David C. Shanks was a troop transport that served with the US Army during World War II as USAT David C. Shanks, and during the Korean War with the US Navy's Military Sea Transportation Service as the USNS David C. Shanks (T-AP-180).

==Service history==
The ship was laid down for the Maritime Commission (MC) as MC hull 165, yard hull number 298, with prospective names of American Farmer / Gulfport, a Type C3-1N-P&C (Passenger & Cargo) ship by Ingalls Shipbuilding of Pascagoula, Mississippi. The ship was allocated to the War Department, completed on 24 April 1943 and turned over for operation by the US Army Transportation Service at Mobile, Alabama as USAT David C . Shanks.

==Army transport==
Completed as an Army troop transport named for Major General David C. Shanks, the commander of the Port of Hoboken during World War I, the , 489 ft overall length ship with capacity for 1,935 passengers was accepted by the Army, briefly put into New Orleans and made a voyage to Jamaica and return to New Orleans.

In June 1943 the ship transferred to the Pacific stopping at San Francisco Port of Embarkation for a voyage to Honolulu. The next voyage in July was for the South West Pacific theatre (SWPA) to Brisbane and Milne Bay. In September the ship returned to San Francisco, where minor modifications improving ventilation and armament were made with operations resumed to SWPA ports including Auckland, Oro Bay, Noumea, Biak, and others.

The transport left San Francisco for the Atlantic in July 1945 going to Leghorn, Italy returning troops to Hampton Roads. From Hampton Roads the transport made two round trips to Marseille and Gibraltar before stopping at New York in December 1945 before sailing for Leyte, Philippines. On return 1 February 1946 to San Francisco after that voyage the ship underwent modifications to transport 430 dependents and 678 troops. After modification the transport made a voyage to Honolulu, Auckland, and Sydney.

==Transfer to Navy==
On 15 March 1950, along with most of the Army's large transports, the ship was transferred to the MSTS designated USNS David C. Shanks (T-AP-180). Navy shifted the transport's home port, then Seattle, to San Francisco where voyages were made throughout the Pacific, including Honolulu, Manila, Guam, Kwajalein, Alaska, Japan, and Taiwan. In September 1959 the transport made final arrival at Los Angeles before shifting to San Francisco in October for inactivation and layup. The ship participated in operations to contain the Communist Chinese advance in Korea during the conflict there between December 1950 – January 1951, and earned a battle star for her service. The final transport configuration at layup was for a total of 1,013 passengers, 329 cabin and 684 troops.
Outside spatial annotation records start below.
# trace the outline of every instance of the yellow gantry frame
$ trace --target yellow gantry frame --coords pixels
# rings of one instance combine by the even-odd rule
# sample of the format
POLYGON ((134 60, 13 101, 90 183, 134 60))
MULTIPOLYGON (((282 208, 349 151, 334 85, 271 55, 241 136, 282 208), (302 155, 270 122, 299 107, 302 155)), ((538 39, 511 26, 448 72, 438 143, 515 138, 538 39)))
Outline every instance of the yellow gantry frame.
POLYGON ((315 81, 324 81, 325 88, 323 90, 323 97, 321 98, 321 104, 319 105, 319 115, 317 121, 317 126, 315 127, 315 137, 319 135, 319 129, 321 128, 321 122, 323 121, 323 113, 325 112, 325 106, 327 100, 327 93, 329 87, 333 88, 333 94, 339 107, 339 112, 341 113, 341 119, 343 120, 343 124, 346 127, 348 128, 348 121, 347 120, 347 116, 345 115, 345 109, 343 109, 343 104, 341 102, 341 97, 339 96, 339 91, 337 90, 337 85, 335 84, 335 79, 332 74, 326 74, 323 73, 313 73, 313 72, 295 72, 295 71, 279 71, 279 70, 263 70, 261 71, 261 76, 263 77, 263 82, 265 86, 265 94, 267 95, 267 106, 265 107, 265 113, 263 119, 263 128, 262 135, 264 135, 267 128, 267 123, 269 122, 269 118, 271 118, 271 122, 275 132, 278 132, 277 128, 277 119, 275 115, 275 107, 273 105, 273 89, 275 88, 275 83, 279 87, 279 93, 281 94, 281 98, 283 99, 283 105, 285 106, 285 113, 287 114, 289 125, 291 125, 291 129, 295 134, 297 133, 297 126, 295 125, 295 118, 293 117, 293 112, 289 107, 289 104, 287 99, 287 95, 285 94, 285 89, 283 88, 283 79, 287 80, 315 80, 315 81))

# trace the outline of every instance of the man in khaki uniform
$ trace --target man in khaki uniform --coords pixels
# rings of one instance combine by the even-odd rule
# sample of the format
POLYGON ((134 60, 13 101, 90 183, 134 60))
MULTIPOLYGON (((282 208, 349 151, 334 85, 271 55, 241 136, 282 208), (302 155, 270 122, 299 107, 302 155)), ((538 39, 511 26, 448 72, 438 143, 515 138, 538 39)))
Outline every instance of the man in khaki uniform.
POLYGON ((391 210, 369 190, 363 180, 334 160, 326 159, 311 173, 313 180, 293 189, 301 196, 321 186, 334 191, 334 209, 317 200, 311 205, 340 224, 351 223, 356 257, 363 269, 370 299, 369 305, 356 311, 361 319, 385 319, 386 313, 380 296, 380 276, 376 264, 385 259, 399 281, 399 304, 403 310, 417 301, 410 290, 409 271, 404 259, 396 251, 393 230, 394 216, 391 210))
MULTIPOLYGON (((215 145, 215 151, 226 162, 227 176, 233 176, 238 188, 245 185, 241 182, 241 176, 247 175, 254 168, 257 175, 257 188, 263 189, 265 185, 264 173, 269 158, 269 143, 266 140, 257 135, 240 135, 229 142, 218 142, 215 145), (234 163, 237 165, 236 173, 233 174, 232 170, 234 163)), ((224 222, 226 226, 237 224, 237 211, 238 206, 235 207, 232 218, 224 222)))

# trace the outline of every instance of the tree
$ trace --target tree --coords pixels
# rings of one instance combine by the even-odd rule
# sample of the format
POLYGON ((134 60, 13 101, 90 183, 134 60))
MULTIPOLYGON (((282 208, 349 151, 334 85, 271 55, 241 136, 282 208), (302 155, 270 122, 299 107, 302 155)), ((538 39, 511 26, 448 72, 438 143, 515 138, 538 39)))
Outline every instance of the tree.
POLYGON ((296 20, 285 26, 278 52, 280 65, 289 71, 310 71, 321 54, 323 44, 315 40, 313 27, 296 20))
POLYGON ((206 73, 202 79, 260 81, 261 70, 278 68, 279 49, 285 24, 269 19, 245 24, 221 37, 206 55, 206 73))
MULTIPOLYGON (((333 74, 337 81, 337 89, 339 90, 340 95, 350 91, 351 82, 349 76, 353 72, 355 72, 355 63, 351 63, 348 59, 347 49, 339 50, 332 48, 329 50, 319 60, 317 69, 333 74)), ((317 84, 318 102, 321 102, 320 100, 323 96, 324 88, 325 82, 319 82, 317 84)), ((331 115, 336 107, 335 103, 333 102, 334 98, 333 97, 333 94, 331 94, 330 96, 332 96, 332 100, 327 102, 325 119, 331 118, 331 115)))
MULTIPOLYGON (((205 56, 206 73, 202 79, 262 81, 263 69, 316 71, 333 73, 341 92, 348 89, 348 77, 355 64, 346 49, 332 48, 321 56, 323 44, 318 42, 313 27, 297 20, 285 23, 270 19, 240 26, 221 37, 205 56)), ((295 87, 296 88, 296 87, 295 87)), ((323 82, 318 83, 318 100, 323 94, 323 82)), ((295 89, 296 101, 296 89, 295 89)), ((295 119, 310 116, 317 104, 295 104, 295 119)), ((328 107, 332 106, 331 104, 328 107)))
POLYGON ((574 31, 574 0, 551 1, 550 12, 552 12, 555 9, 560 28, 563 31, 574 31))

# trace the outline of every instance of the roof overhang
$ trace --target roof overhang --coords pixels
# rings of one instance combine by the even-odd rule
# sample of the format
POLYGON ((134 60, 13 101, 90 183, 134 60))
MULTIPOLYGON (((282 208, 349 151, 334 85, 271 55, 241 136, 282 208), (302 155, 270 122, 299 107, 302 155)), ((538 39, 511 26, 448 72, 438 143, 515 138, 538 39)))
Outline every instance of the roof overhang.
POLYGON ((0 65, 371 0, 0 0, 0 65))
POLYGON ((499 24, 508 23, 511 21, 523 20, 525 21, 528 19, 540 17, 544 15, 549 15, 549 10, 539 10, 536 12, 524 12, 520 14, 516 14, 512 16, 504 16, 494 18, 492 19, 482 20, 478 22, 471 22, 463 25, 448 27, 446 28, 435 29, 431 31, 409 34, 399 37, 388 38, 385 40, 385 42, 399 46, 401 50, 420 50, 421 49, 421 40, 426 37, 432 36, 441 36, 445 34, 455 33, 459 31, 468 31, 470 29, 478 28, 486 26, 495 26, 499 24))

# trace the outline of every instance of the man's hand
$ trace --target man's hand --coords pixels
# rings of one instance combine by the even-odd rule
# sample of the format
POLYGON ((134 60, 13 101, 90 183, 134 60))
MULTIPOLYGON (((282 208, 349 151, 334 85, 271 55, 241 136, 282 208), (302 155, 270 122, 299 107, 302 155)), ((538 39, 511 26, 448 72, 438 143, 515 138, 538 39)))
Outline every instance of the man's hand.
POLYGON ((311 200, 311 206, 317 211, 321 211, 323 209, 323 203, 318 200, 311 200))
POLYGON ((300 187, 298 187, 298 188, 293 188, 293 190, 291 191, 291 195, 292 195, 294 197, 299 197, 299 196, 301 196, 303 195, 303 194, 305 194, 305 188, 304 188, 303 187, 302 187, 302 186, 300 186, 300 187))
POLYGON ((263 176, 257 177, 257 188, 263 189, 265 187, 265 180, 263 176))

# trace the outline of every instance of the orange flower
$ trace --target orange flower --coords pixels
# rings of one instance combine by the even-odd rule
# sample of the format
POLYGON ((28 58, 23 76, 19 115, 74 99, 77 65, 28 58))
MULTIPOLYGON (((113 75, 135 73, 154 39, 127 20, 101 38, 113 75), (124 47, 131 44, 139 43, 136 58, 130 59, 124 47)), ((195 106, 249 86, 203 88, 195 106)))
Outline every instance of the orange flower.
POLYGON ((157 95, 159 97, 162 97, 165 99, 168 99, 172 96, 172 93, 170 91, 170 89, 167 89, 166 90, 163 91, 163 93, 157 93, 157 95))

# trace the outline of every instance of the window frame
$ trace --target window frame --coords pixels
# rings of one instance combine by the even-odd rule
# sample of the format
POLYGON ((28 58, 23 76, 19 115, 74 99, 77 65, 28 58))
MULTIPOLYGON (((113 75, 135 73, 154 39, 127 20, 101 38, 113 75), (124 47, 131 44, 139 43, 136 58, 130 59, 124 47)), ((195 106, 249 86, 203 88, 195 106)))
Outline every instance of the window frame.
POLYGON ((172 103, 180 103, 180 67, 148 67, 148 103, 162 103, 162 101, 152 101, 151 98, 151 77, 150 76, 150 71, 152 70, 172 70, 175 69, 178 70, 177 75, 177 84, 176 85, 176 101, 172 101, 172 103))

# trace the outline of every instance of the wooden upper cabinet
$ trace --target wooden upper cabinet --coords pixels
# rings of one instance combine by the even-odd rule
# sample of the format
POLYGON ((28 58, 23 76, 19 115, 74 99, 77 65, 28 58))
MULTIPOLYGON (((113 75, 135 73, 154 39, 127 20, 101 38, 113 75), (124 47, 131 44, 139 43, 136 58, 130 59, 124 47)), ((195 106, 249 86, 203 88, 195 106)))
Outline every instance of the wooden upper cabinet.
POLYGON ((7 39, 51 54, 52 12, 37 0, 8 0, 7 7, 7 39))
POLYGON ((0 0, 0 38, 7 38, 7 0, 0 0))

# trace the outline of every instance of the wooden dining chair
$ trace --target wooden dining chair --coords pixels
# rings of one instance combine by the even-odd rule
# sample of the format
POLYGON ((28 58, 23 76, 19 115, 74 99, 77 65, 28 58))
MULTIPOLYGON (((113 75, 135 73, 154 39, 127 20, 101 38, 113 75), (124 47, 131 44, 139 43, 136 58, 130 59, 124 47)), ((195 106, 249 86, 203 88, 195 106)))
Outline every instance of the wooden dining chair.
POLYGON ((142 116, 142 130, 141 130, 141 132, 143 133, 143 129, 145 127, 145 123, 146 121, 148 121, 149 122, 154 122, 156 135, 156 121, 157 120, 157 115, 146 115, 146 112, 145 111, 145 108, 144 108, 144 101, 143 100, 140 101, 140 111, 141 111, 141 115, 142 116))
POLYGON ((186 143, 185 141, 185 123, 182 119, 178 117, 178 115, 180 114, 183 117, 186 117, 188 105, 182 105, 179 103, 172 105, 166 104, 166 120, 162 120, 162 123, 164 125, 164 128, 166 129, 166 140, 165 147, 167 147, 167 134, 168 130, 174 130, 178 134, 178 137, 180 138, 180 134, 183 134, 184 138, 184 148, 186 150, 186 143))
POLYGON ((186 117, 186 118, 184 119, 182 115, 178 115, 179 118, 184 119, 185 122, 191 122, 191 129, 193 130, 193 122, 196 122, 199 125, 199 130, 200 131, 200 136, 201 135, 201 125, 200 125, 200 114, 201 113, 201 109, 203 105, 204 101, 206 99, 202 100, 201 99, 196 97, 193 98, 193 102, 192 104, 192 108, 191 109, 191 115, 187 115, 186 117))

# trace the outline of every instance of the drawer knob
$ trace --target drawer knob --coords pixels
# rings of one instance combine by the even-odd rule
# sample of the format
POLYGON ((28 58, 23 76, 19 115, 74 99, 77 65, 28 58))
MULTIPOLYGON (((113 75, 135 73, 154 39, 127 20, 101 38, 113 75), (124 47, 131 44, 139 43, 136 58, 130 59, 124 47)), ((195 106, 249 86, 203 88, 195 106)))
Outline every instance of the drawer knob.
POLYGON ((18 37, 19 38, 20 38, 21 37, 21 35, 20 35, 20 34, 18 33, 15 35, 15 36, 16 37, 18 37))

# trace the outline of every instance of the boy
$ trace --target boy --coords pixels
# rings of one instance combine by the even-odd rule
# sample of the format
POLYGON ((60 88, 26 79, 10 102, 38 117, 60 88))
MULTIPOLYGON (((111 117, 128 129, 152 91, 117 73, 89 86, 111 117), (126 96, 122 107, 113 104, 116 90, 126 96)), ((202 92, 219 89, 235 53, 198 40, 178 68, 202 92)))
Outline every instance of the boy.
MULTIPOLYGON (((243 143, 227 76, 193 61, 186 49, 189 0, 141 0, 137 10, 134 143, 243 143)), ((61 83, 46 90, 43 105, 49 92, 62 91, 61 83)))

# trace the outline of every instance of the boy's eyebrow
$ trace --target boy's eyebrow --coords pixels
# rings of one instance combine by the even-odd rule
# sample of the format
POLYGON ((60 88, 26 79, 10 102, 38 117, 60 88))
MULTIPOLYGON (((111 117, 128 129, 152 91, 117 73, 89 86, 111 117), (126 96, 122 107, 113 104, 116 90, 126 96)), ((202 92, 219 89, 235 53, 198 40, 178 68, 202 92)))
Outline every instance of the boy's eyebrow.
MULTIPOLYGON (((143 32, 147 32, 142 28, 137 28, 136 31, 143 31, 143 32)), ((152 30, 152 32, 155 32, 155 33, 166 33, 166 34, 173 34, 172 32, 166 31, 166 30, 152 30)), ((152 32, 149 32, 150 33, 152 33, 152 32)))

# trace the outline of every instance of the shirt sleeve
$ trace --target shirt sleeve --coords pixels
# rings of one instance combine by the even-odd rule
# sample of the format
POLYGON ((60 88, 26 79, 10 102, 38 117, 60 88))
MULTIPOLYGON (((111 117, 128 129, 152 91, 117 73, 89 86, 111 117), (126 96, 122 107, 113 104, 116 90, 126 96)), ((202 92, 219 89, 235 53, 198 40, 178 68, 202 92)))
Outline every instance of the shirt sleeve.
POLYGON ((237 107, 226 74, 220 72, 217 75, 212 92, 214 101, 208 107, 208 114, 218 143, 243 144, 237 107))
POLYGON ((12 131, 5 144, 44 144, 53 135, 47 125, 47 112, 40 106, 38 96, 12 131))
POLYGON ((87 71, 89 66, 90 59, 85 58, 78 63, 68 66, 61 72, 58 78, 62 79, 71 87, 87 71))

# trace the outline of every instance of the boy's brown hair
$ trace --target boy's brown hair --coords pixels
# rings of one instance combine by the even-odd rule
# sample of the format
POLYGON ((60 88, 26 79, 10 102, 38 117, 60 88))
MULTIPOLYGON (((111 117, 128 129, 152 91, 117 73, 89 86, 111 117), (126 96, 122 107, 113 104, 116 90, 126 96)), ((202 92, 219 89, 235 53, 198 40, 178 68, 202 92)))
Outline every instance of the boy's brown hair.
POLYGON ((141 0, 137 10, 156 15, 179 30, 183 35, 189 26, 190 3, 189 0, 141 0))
==Inactivation and disposal==
David C. Shanks was inactivated and placed in the National Defense Reserve Fleet Suisun Bay on 27 October 1959 with permanent transfer to the Maritime Administration on 1 November 1960. The ship was sold for scrap on 1 March 1973 for $65,000 but the buyer defaulted. A later sale to Interocean Grain Storage Co., Ltd. for "Nontransportation use" for $112,080 was completed and the ship withdrawn from the reserve fleet on 24 August 1973.